I'm having issues with the thunderbolt controller. For some reasons every few seconds a new USB bus is registered. Here is a github gist of boltctl monitor and dmesg -w. I have no clue what this is about. I would appreciate some help.
 

Attachments

  • boltctl-monitor.log
    47.9 KB · Views: 2
  • dmesg-w.log
    49.3 KB · Views: 4
I'm also trying to get Thunderbolt (TB) working on a VM. I'm using a Gibabyte (GB) Titan Ridge PCIe card on a GB TRX40 Designare mobo (presently in the large slot farthest from CPU). First off, I'm having no trouble passing through USB, Ethernet or SATA controllers; nor problems passing GPU or NVMe SSD; the basic techniques I seem to understand.

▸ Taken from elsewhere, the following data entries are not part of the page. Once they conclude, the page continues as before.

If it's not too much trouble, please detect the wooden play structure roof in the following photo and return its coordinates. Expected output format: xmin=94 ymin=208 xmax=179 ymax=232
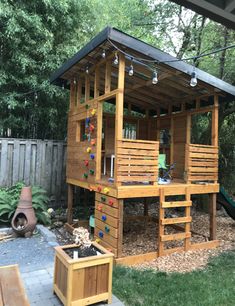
xmin=50 ymin=27 xmax=235 ymax=109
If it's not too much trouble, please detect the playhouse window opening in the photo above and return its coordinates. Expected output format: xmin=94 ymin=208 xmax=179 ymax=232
xmin=191 ymin=112 xmax=212 ymax=145
xmin=76 ymin=120 xmax=86 ymax=142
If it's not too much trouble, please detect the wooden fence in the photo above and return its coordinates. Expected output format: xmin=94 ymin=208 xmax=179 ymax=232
xmin=0 ymin=138 xmax=66 ymax=206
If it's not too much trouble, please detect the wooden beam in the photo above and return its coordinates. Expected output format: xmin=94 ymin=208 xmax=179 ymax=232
xmin=94 ymin=66 xmax=100 ymax=98
xmin=67 ymin=184 xmax=73 ymax=224
xmin=209 ymin=193 xmax=216 ymax=240
xmin=114 ymin=54 xmax=125 ymax=186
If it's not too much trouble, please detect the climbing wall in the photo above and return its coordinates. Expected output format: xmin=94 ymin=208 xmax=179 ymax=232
xmin=66 ymin=102 xmax=97 ymax=183
xmin=95 ymin=192 xmax=123 ymax=257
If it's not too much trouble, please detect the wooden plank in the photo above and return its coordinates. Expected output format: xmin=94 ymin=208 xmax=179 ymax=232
xmin=209 ymin=193 xmax=217 ymax=240
xmin=95 ymin=226 xmax=118 ymax=249
xmin=95 ymin=201 xmax=118 ymax=218
xmin=95 ymin=210 xmax=118 ymax=228
xmin=158 ymin=188 xmax=165 ymax=256
xmin=161 ymin=217 xmax=192 ymax=225
xmin=115 ymin=252 xmax=158 ymax=266
xmin=162 ymin=201 xmax=192 ymax=208
xmin=0 ymin=265 xmax=30 ymax=306
xmin=160 ymin=232 xmax=191 ymax=241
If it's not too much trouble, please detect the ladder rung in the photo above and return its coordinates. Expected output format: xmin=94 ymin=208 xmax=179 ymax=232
xmin=162 ymin=201 xmax=192 ymax=208
xmin=161 ymin=232 xmax=191 ymax=241
xmin=161 ymin=217 xmax=192 ymax=224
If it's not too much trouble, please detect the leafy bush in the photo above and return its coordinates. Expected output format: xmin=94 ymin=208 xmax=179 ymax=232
xmin=0 ymin=182 xmax=51 ymax=224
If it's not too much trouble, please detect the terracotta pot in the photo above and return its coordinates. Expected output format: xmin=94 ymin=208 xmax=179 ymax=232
xmin=11 ymin=187 xmax=37 ymax=236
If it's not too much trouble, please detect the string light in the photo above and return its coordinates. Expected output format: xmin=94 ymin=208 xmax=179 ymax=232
xmin=113 ymin=52 xmax=118 ymax=65
xmin=190 ymin=71 xmax=197 ymax=87
xmin=128 ymin=60 xmax=134 ymax=76
xmin=101 ymin=49 xmax=106 ymax=58
xmin=152 ymin=70 xmax=158 ymax=85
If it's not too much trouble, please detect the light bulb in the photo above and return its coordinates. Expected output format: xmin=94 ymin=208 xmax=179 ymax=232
xmin=152 ymin=71 xmax=158 ymax=85
xmin=128 ymin=64 xmax=134 ymax=76
xmin=113 ymin=53 xmax=118 ymax=65
xmin=190 ymin=71 xmax=197 ymax=87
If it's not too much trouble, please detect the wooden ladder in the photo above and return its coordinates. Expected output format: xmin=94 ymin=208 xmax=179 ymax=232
xmin=158 ymin=188 xmax=192 ymax=256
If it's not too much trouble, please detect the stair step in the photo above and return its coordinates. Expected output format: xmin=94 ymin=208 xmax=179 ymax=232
xmin=161 ymin=232 xmax=191 ymax=241
xmin=162 ymin=201 xmax=192 ymax=208
xmin=161 ymin=217 xmax=192 ymax=225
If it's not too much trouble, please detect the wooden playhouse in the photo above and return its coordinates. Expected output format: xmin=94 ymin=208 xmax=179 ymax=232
xmin=51 ymin=27 xmax=235 ymax=263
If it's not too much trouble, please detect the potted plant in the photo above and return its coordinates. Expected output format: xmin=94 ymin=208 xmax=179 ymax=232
xmin=53 ymin=227 xmax=114 ymax=306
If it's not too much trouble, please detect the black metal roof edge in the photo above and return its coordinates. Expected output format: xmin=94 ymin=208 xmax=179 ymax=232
xmin=172 ymin=0 xmax=235 ymax=29
xmin=50 ymin=27 xmax=235 ymax=96
xmin=50 ymin=27 xmax=111 ymax=85
xmin=110 ymin=29 xmax=235 ymax=96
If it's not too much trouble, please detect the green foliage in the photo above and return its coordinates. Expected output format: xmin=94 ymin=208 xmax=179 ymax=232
xmin=113 ymin=251 xmax=235 ymax=306
xmin=0 ymin=182 xmax=51 ymax=224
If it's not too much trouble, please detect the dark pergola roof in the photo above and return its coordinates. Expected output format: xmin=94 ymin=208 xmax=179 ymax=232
xmin=50 ymin=27 xmax=235 ymax=101
xmin=170 ymin=0 xmax=235 ymax=29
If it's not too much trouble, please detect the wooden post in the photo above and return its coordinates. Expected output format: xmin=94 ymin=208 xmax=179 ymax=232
xmin=211 ymin=95 xmax=219 ymax=146
xmin=184 ymin=187 xmax=191 ymax=251
xmin=209 ymin=193 xmax=216 ymax=240
xmin=105 ymin=60 xmax=111 ymax=93
xmin=94 ymin=66 xmax=100 ymax=98
xmin=158 ymin=188 xmax=165 ymax=256
xmin=67 ymin=184 xmax=74 ymax=224
xmin=114 ymin=54 xmax=125 ymax=185
xmin=184 ymin=114 xmax=192 ymax=183
xmin=118 ymin=200 xmax=124 ymax=258
xmin=95 ymin=102 xmax=103 ymax=180
xmin=85 ymin=74 xmax=90 ymax=102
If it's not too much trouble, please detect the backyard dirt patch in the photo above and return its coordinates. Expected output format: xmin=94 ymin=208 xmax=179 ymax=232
xmin=50 ymin=205 xmax=235 ymax=273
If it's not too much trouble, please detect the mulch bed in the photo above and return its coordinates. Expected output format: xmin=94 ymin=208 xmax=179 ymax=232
xmin=53 ymin=203 xmax=235 ymax=272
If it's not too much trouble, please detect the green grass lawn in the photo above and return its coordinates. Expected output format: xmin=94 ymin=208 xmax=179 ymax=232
xmin=113 ymin=251 xmax=235 ymax=306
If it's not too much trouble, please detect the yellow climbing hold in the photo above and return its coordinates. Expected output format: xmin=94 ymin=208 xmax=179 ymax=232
xmin=104 ymin=187 xmax=109 ymax=194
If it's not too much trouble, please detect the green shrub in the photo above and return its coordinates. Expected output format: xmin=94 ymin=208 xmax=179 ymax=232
xmin=0 ymin=182 xmax=51 ymax=224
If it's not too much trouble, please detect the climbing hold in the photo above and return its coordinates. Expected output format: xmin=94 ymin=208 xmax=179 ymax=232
xmin=101 ymin=196 xmax=106 ymax=202
xmin=101 ymin=215 xmax=107 ymax=221
xmin=91 ymin=108 xmax=96 ymax=116
xmin=109 ymin=200 xmax=114 ymax=206
xmin=85 ymin=117 xmax=91 ymax=128
xmin=97 ymin=204 xmax=103 ymax=211
xmin=104 ymin=187 xmax=109 ymax=194
xmin=89 ymin=123 xmax=95 ymax=132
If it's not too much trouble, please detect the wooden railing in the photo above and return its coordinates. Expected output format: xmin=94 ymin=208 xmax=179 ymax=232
xmin=185 ymin=144 xmax=218 ymax=182
xmin=117 ymin=139 xmax=159 ymax=184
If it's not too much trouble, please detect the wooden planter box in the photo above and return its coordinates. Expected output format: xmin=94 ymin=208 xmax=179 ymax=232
xmin=53 ymin=242 xmax=114 ymax=306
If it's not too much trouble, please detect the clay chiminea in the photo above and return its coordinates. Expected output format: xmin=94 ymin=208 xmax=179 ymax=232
xmin=11 ymin=187 xmax=37 ymax=237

However, I am having trouble passing through the whole TB tree. I see it broken down into 7 addresses, not the one you referenced (but this may be due to what info we each requested through Linux commands). That is, when running "lspci -nnk", I get the following (Spoiler). From this you can see that only 4b:00 and 53:00 are being passed with vfio-pci substituted for the TB kernel driver. Do you see anything similar for your TB section?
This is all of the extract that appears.